Volunteers boarded school buses that took them to some 20 different service sites scattered across Chicago’s South Side—soup kitchens, housing and economic development organizations, churches, and schools—where they cleaned, painted, organized, and forged new friendships with community members.
“There are millions of stories like mine, of people who you’ve never heard about but who collectively made a difference.”
— Linda Sue Collins Librarian at William H. Ray Elementary School
First-year student Sara Zubi learned the full significance of the day for the very first time. “I never knew Martin Luther King Day was actually meant to be a day of service,” she said as she knelt shelving children’s books in the library at William H. Ray Elementary School, at 5631 S. Kimbark Ave. “The day has a lot more meaning when you can give back to the community, just like King did.”
This year’s Day of Service was organized in collaboration with two new partners, the Office of Civic Engagement and the Laboratory Schools, under the theme “Bridging Generations: How Can We Work Together to Strengthen Our Communities?” Michelle Obama oversaw the Day of Service as the first director of the UCSC and created the University medical center’s annual Day of Service and Reflection in 2002, when she served as Vice President for Community and External Affairs for the University Hospitals. The two events have since become a tradition.
Living King’s Legacy
Lab School art teacher Gina Alicea perched on a ladder helping to install ceiling beams at a housing site run by Hope Works Community Development Corporation, a neighborhood non-profit affiliated with Living Hope Church, at 6414 S. Cottage Grove Ave. “Martin Luther King is my hero,” said Alicea, chair of the fine arts department at the Lab School. “I absolutely love what he preached and love to live that legacy.”
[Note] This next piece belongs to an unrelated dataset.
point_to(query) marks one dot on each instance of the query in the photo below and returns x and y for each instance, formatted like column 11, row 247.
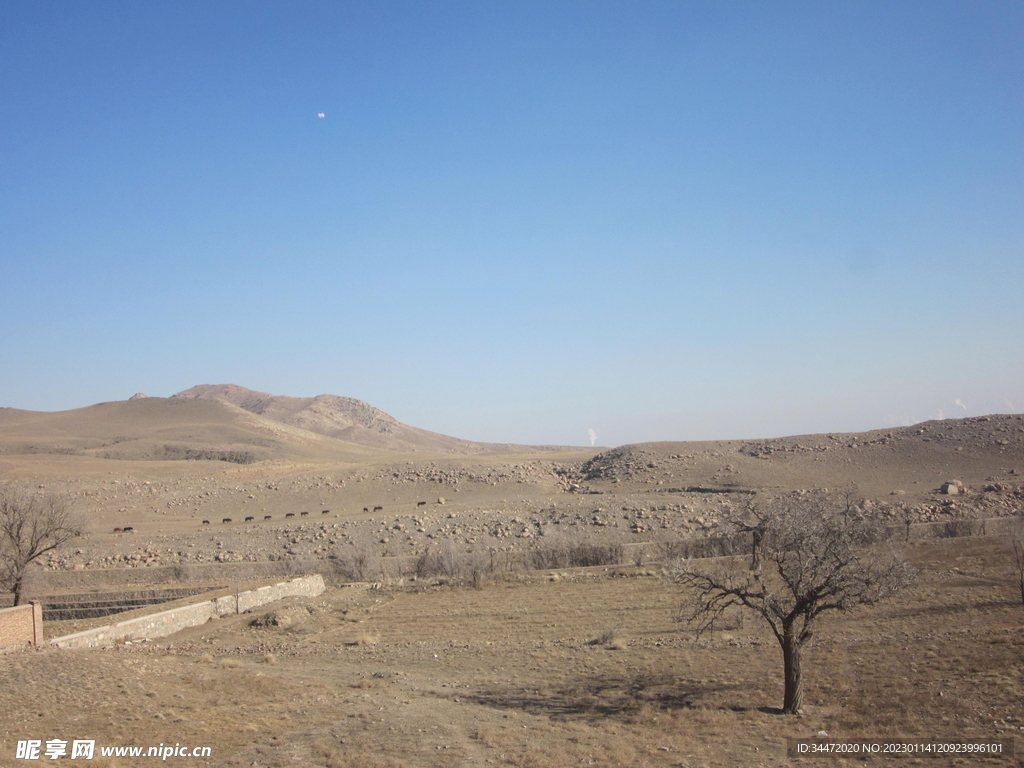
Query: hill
column 342, row 418
column 164, row 429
Zubi recruited volunteers from her residence hall to join her at Ray, where they worked side-by-side with librarian Linda Sue Collins, who told students about her own role during the civil rights movement. As an African American fourth-grader, Collins withstood racism and humiliation integrating an all-white school in Indianapolis. “They had never had African American students in that school before and fought viciously to keep us from being integrated,” she said. Collins said she found solace in the public library where she spent hours reading about Black history—an experience that led to her career as a public school librarian. “There are millions of stories like mine, of people who you’ve never heard about but who collectively made a difference,” she said.
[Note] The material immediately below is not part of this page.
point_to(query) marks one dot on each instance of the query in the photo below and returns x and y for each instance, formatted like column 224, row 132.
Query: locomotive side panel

Several blocks south, at Stony Island Avenue and 65th Street, UChicago students washed windows and painted tech-inspired graphics at Artifice, a storefront after-school technology center for neighborhood youth conceived of and run by a group of students and alumni, including several graduate students in Biophysical Sciences, as well as Adam Hammond, PhD’01, curriculum director of their doctoral program. Artifice partners with Woodlawn East Community and Neighbors, Inc., a community social and economic development organization that allows the group to use the space.
Graduate student Peter Dahlberg volunteers his time at Artifice every Saturday and is helping launch technology outreach programs in local public schools. His dedication is infectious. “We think we may already have recruited some more regulars,” Dahlberg said, motioning to the undergraduate students busily at work.
Making a Lasting Impact
Indeed, the Day of Service is meant to serve as an “entry point” for students interested in making a longer-term commitment to community involvement, said Amy Chan, director of the University Community Service Center. “We hope students will take away the idea that strengthening the community is a collective responsibility.”
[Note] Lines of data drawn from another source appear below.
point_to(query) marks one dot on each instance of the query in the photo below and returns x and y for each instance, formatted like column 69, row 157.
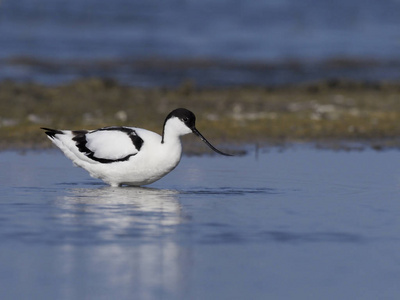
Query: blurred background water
column 221, row 42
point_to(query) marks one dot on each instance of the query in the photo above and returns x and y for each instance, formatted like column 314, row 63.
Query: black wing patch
column 80, row 139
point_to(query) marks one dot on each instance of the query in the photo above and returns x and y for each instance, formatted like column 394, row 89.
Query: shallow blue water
column 296, row 224
column 244, row 30
column 290, row 37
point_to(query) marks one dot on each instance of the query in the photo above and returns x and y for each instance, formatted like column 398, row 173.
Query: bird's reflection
column 111, row 214
column 124, row 238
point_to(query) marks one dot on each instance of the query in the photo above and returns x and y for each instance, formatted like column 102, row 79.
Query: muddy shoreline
column 334, row 113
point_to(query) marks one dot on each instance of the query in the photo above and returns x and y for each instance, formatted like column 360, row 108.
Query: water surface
column 297, row 224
A luncheon following work at the service sites featured keynote speaker Timuel Black, AM’54, longtime civil rights activist and one of the University’s 2015 Diversity Leadership Award winners. It also provided the opportunity for students to engage in critical dialogue with community partners about the meaning of the day. “We try to contextualize the service experience so that students understand at a macro level how their work contributes to furthering social justice,” Chan said. “Many students continue to engage in volunteer service because of having that conversation.”
For first-year George Adames, the small group reflection helped him recognize his duty to get involved. “We are called to recognize our privileges and act as channels through which to share our resources with those in the community who might not have the same privileges we do,” Adames said. “The great thing about the MLK Day of Service is that it allows the UChicago student body to come together as a community to make a tangible impact.”